As I walked away, I found myself wondering if I got scammed, if she was just going to take the box of baby food formula back to the store and split the cash.  But even if she did, hopefully the kid got something.  It’s what?  Seventeen bucks American.  I’m trying not to let my cynicism get the better of me… and yet… I don’t know.  Sigh.  Am I trying to rationalize low-balling her on the baby formula to one box only?  I feel very conflicted.

***

When traveling, I sometimes think I’m trying to be a big game hunter.  Not of animals but of the perfect shot, the one photograph that perfectly captures the trip in the moment or that fulfills the vision I had in my head for what the trip was meant to be.

I’ve repeatedly tried to capture the Raiders of the Lost Ark vibe of a visit to Nepal.  With my eBay purchased replica headpiece to the Staff of Ra (with printing on BOTH sides thank you very much), I kept trying to get that perfect shot.  I’m still on the hunt and clearly it seems like I won’t ever get it.  I’ve tried close-ups of the headpiece, selfies of me, had other people snap a shot of me, and they all look… well, not as I imagined.  I’ve even posted a few previously on this blog and to social media.  But here are a few alternate cuts.

I guess hope springs eternal and I’ll keep trying.  But this may be one case where reality can never match up with the fantasy.  See also: Gosh… I’m trying to button this with a funny line.  I had originally typed this:

See Also: My entire history of romantic relationships.  SELF-DEPRECATING BORDERLINE SELF-PITYING ZING!

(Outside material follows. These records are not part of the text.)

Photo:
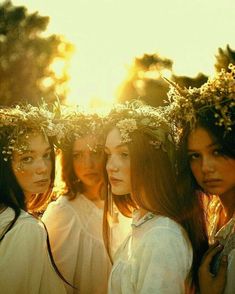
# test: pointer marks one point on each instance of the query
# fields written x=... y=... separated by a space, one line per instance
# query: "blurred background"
x=96 y=52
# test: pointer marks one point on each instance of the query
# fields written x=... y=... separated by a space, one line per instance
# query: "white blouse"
x=155 y=258
x=226 y=236
x=75 y=230
x=25 y=266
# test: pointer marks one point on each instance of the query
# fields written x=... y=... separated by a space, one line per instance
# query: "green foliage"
x=144 y=80
x=26 y=54
x=224 y=58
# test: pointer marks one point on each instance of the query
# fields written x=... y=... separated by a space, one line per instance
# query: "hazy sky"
x=108 y=35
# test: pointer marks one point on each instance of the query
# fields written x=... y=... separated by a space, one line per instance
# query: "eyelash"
x=215 y=152
x=29 y=159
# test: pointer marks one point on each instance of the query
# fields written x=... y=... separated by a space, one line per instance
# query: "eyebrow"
x=208 y=146
x=118 y=146
x=33 y=151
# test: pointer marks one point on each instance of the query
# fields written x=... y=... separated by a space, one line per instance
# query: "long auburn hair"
x=11 y=193
x=155 y=188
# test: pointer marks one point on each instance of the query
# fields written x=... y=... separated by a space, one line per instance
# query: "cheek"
x=196 y=170
x=77 y=167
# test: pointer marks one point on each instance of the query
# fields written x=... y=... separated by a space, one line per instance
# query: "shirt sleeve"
x=162 y=263
x=230 y=284
x=25 y=266
x=61 y=224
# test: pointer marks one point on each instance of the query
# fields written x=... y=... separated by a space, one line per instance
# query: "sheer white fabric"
x=226 y=236
x=75 y=230
x=155 y=258
x=25 y=266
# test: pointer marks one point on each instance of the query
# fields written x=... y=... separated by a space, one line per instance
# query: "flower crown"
x=135 y=116
x=217 y=95
x=77 y=124
x=16 y=123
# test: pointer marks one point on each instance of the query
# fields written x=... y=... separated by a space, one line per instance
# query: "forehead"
x=113 y=138
x=35 y=142
x=199 y=138
x=86 y=143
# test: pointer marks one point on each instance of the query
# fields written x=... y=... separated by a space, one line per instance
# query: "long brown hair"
x=155 y=188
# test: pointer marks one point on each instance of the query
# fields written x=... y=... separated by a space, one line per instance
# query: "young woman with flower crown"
x=76 y=235
x=162 y=253
x=26 y=170
x=207 y=161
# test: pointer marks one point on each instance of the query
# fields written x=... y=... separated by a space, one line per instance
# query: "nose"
x=41 y=166
x=111 y=165
x=207 y=165
x=88 y=161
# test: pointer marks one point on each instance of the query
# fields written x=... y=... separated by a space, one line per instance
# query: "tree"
x=144 y=80
x=187 y=82
x=27 y=58
x=224 y=57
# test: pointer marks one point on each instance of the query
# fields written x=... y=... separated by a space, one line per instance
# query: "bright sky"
x=109 y=34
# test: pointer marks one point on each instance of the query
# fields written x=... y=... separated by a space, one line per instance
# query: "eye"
x=77 y=155
x=107 y=153
x=124 y=154
x=218 y=152
x=26 y=159
x=193 y=156
x=47 y=155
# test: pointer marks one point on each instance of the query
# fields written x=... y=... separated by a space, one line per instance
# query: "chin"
x=119 y=192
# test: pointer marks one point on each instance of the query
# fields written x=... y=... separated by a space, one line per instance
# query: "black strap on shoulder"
x=10 y=226
x=52 y=259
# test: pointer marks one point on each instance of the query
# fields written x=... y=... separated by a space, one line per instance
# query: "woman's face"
x=87 y=161
x=118 y=163
x=33 y=166
x=213 y=171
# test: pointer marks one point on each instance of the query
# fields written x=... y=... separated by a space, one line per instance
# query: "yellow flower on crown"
x=216 y=95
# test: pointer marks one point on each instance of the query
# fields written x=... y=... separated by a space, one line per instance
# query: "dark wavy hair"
x=155 y=188
x=11 y=193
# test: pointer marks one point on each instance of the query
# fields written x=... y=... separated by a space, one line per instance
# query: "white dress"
x=226 y=236
x=25 y=266
x=155 y=258
x=75 y=230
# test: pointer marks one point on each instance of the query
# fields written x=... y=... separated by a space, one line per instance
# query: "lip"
x=114 y=180
x=211 y=182
x=208 y=181
x=43 y=181
x=90 y=174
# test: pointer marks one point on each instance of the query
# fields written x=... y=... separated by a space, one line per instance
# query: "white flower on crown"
x=126 y=126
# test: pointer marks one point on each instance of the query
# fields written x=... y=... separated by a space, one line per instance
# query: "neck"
x=142 y=211
x=228 y=203
x=93 y=192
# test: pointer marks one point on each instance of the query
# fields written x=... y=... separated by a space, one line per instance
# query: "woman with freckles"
x=26 y=172
x=161 y=255
x=74 y=220
x=207 y=167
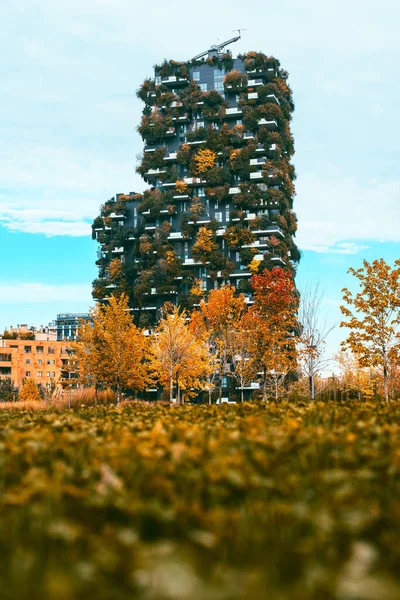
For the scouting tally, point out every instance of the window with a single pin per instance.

But I deleted it.  Then I control-Z’d it back into existence so I can point out that I cut it.  So if I undo the cut and then post it… was it ever really cut?

***

And now a moment of NON-Zen.  Here’s what it’s like to walk the streets of Kathmandu for 62 seconds:

I do wonder if this is also a preview of what it’ll be like during tomorrow’s marathon.  I guess I’ll know in… 13 and a half hours from… now.